Overview of the failover process

A failover environment contains a primary and backup Data server and optionally a primary and backup Netcool/OMNIBus ObjectServer. The ObjectServer and Data server can be located on the same or on different computers. If the primary host fails or the network connection between the primary and backup servers is lost, the backup server takes over the processes of the primary server.

TBSM Data server and ObjectServer failover provides support for TBSM event and status processing, ObjectServer event and status processing, or both in the event of a hardware or software failure that affects one of these capabilities. You can configure a single backup Data server, a single backup ObjectServer, or both that takes over processing if the primary server fails. These backup servers do not perform any operational processing when the primary server is functional. Therefore, these backup servers do not perform any load-balancing function.

Within a few minutes of startup time, the backup server or servers loads its database and resynchronizes its status from events. If the primary server resumes function while the backup server is running as the primary server, the original primary server assumes the role of backup server.

You can configure the system so that the original server assumes the role of primary, and the backup server returns to its backup role. This behavior is called fail back.

If there is network connectivity loss between the primary and backup servers, the backup server assumes the role of primary server and the original primary server still functions as the primary server. When connectivity resumes, the backup server detects that the primary server is running again and it transitions back the to role of backup server. If the backup server is restarted, it resumes its backup role.

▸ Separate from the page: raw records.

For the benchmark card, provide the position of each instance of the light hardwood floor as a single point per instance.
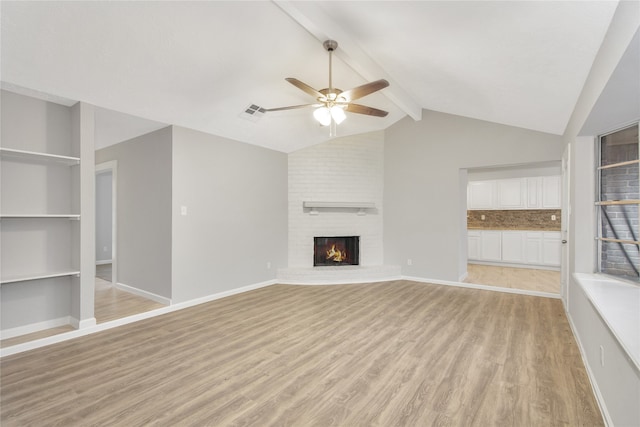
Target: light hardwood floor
(110, 304)
(517, 278)
(394, 353)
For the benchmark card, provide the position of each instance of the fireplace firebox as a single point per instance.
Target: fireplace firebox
(341, 250)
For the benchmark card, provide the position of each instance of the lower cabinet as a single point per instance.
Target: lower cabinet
(515, 247)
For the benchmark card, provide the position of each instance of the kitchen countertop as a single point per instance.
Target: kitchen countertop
(513, 229)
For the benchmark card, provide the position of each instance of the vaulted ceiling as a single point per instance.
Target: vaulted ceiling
(201, 64)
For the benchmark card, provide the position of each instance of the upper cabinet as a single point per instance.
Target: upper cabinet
(551, 192)
(511, 193)
(481, 194)
(542, 192)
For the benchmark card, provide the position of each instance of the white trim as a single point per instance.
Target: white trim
(143, 293)
(35, 327)
(515, 265)
(339, 281)
(592, 378)
(483, 287)
(81, 324)
(87, 330)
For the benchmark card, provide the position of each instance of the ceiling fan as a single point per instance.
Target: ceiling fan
(332, 102)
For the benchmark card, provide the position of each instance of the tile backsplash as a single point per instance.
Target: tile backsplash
(530, 219)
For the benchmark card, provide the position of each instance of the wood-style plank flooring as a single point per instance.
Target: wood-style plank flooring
(516, 278)
(394, 353)
(110, 303)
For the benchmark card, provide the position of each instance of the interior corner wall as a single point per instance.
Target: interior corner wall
(144, 210)
(234, 197)
(347, 169)
(422, 199)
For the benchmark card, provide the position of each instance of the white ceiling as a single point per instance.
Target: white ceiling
(201, 64)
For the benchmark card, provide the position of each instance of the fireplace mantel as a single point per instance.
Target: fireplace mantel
(359, 206)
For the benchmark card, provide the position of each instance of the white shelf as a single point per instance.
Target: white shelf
(38, 157)
(360, 206)
(39, 276)
(45, 216)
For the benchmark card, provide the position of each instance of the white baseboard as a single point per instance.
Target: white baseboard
(145, 294)
(35, 327)
(80, 324)
(338, 282)
(592, 379)
(483, 287)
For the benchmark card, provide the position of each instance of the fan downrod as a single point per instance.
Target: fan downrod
(330, 45)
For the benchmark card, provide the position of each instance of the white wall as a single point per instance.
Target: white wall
(348, 169)
(103, 216)
(422, 189)
(236, 222)
(144, 210)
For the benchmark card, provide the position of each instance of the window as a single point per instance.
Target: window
(617, 202)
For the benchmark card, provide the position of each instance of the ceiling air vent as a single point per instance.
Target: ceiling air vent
(253, 113)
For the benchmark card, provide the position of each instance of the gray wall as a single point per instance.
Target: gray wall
(144, 210)
(236, 200)
(600, 109)
(423, 195)
(103, 216)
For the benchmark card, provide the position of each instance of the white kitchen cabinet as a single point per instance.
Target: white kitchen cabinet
(512, 193)
(551, 192)
(551, 248)
(533, 247)
(542, 248)
(542, 192)
(473, 244)
(534, 192)
(481, 195)
(513, 246)
(491, 246)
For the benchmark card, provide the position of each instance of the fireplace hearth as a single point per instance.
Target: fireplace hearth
(341, 250)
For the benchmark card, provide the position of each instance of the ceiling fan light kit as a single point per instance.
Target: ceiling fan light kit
(332, 102)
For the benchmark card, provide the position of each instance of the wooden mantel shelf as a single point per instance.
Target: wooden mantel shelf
(359, 206)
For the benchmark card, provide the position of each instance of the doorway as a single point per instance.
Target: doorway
(106, 231)
(513, 218)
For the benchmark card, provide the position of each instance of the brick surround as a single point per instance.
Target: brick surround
(348, 169)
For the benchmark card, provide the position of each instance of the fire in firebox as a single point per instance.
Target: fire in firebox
(341, 250)
(336, 255)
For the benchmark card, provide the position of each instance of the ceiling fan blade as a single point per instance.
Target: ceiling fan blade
(305, 87)
(363, 109)
(292, 107)
(364, 90)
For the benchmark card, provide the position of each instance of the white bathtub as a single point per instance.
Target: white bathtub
(618, 303)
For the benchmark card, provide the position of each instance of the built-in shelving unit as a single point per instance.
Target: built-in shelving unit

A data fetcher failure in the primary server does not trigger the failover process. If the primary data fetcher cannot connect to the database, the backup data fetcher probably cannot connect either.

Figure 1 illustrates the architecture of a failover environment.
Figure 1. Failover architecture
Failover architecture

By default, both the primary and backup TBSM Data and Dashboard servers use the primary instances of Tivoli® Netcool/OMNIbus. The backup servers for the supporting applications also use the primary servers of the other applications by default.

Time Window Analyzer metric data store

As with all properties files, all the TBSM Metric Collection property files must be kept in sync between the primary and backup TBSM Data servers. The TBSM Metric Collection Component does not provide any automatic processes for syncing these files.